CG Is there an analogy to being an immigrant?

OM I wasn’t trying to write about the “immigrant experience,” but I always like characters who feel displaced or out of place, and I really liked the idea of Magda being a runaway from another land, so she doesn’t have to follow the rules. My dad immigrated from Iran to the United States in 1980, and he once told me that there is a freedom in living in a place that you’re not from because you don’t really have to participate if you don’t want to. You can watch it without taking anything personally or feeling like it’s reflecting your identity. There is some benefit in not engaging.

CG You wrote Death in Her Hands a few years ago, between the release of Eileen and My Year of Rest and Relaxation. What was your state of mind back then?

OM I was living in Northern California at the time, and I did not think of it as a book to publish. It was a very difficult period for me personally, and I needed a project to occupy myself. I’ve never thought of my work as a way to self-soothe, but there was something about Vesta, the simplicity of the premise and her matter-of-factness, her tangible reality, that made it a comfortable place to put my imagination. She’s at the end of her life and doesn’t really have anything to lose – except for her life and her dog.

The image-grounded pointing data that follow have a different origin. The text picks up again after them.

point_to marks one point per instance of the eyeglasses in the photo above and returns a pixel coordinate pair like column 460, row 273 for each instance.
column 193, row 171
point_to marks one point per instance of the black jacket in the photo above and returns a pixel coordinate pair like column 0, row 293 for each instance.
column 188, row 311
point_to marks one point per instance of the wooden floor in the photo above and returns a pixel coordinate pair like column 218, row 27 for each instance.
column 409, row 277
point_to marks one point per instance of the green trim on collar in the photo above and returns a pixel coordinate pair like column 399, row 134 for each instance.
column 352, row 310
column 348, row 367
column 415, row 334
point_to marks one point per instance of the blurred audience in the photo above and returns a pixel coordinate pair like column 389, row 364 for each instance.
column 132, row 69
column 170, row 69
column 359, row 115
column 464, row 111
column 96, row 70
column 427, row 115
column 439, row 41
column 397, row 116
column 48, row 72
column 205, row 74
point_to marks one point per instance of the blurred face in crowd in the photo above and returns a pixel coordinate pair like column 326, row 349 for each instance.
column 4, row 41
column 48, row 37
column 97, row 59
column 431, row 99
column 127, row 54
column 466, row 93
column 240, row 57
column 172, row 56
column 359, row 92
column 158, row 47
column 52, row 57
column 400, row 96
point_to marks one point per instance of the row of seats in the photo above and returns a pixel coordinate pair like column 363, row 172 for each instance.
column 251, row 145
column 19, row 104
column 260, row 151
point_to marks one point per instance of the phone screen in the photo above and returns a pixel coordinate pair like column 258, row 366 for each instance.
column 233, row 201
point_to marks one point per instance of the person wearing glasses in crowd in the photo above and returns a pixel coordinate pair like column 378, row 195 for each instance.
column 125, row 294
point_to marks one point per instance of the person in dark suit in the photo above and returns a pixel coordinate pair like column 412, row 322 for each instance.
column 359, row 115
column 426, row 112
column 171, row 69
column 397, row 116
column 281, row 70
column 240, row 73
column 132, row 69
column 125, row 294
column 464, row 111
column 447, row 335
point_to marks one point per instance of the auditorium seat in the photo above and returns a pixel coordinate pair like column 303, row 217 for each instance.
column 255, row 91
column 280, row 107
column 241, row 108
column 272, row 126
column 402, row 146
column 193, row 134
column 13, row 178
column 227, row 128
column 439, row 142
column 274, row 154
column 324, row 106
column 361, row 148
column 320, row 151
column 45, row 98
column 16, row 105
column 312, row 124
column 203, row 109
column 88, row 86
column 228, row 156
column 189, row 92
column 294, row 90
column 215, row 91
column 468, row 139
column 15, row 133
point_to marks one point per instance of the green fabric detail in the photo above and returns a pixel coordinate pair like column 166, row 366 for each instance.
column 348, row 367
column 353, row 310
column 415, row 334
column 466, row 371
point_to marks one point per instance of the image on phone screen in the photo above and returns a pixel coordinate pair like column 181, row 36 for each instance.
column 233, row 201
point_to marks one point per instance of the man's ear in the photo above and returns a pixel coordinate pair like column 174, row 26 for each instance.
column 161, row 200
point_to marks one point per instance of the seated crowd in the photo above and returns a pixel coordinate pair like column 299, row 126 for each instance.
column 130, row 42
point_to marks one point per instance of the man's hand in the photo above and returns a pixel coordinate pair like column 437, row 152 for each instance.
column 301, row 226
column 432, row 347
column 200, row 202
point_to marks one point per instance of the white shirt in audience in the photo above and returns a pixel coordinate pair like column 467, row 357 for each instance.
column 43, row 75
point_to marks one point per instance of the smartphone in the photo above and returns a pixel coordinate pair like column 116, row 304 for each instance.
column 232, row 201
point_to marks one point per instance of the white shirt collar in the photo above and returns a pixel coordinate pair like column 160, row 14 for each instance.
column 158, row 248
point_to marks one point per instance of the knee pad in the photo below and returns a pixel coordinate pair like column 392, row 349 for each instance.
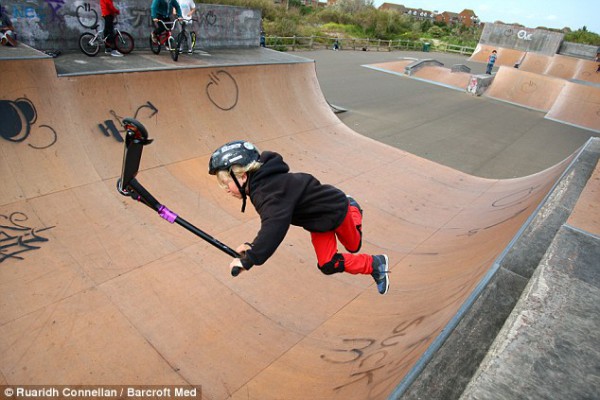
column 334, row 266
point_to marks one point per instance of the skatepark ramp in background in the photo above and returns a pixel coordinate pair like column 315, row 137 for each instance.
column 431, row 71
column 98, row 290
column 559, row 66
column 577, row 105
column 506, row 57
column 526, row 89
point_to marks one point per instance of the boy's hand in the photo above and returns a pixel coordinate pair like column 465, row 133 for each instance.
column 242, row 248
column 236, row 266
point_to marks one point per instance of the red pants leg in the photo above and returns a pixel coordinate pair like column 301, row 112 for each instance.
column 325, row 244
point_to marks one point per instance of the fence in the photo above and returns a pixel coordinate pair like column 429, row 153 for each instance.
column 294, row 43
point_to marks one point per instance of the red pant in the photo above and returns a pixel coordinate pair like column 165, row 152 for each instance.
column 325, row 244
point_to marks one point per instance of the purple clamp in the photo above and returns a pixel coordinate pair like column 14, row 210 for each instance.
column 167, row 214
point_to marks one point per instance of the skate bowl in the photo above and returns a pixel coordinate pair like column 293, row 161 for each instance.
column 577, row 105
column 560, row 66
column 527, row 89
column 506, row 56
column 436, row 74
column 96, row 289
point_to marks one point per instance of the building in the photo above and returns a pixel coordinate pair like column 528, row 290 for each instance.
column 466, row 17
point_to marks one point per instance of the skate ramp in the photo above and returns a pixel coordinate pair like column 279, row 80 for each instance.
column 429, row 73
column 577, row 105
column 569, row 68
column 526, row 89
column 506, row 57
column 96, row 289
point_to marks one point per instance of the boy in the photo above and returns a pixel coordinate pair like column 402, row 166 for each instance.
column 162, row 10
column 109, row 12
column 283, row 198
column 491, row 62
column 6, row 30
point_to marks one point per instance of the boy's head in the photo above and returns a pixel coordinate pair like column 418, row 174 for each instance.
column 231, row 163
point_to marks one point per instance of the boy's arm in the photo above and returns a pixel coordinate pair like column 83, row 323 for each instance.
column 273, row 230
column 154, row 9
column 177, row 8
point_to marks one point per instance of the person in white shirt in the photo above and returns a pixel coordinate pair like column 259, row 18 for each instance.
column 188, row 8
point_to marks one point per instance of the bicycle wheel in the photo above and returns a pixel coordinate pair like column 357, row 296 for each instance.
column 193, row 36
column 173, row 48
column 155, row 47
column 124, row 42
column 182, row 42
column 89, row 44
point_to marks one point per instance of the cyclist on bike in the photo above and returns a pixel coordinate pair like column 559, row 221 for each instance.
column 109, row 12
column 162, row 10
column 7, row 34
column 188, row 8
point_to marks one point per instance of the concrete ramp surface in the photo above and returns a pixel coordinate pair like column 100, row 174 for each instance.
column 507, row 57
column 526, row 89
column 569, row 68
column 577, row 105
column 430, row 73
column 97, row 289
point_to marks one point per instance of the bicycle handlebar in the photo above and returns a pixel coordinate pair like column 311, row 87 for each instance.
column 172, row 24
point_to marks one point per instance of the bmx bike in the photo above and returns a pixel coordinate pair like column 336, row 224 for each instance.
column 89, row 43
column 166, row 39
column 185, row 41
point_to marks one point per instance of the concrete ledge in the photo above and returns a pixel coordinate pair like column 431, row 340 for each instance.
column 446, row 372
column 550, row 345
column 479, row 84
column 415, row 66
column 460, row 68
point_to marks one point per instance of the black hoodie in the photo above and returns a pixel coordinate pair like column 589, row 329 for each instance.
column 282, row 198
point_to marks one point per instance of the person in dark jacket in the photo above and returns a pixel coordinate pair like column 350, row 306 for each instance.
column 7, row 30
column 109, row 13
column 282, row 198
column 162, row 10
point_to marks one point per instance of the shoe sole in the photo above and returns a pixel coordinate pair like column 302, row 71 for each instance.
column 387, row 274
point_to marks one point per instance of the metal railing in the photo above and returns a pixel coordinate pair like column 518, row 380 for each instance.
column 294, row 43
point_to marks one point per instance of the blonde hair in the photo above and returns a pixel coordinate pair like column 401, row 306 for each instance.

There’s something in the woods out there that makes you feel there could be something dark lurking Ottessa Moshfeg

CG Was it an easy book to write?

OM Everything transpired coincidentally. I began not knowing what I was doing. It was, in a way, an exercise of faith in the creative process. I just wanted the composition to reveal itself to me. So, my process was really simple: write 1,000 words a day, don’t make a plan, never read what you wrote the previous day, and keep going until you reach the end. I sat down with no censorship, not trying to make it good, just writing down what was occurring to me naturally, line by line.

CG Do you write a lot of things that you don’t publish?

OM Not anymore because I’m so overwhelmed.

CG Why did you decide to publish it, in the end?

OM I drafted it in Northern California, and then I went to the cabin in Maine to edit. But I quickly got distracted by my next project, which turned out to be My Year of Rest and Relaxation. It took me over, and Death in Her Hands stayed patiently waiting. I rediscovered the manuscript when I came back from my promotional tour, and there was something really refreshing about it. The response to My Year of Rest and Relaxation had been so loud… I came home and found this quiet book, which I really loved again. There was something pure in it.

CG Vesta is very aware of how undesirable older women are in American society. Was it part of the project to comment on that?

OM It was mainly an opportunity to have a character who could review her entire life from a vantage point that suddenly allowed her the freedom to change. But it’s a good question because there is nothing less sexy in American culture than an old woman who isn’t a celebrity, who isn’t anyone important or rich or fancy or influential, whose life was not important.

CG Vesta’s dog Charlie is one of the main characters in the novel. What is it with dogs as characters?

OM I have four dogs myself. Dogs are an important element for me. I think they are part of our humanity. Leaving cats completely out of it, the dogs we keep as pets have evolved according to us: we rely on them, we have relied on them. We’ve had a deep relationship with domesticated dogs for thousands of years. They’ve been our protectors, our children. They’re not human beings, and yet we ascribe so much of our humanity onto them. My dogs are important to me in the way I think about love and relationships. A character who has a dog is very different from one that doesn’t.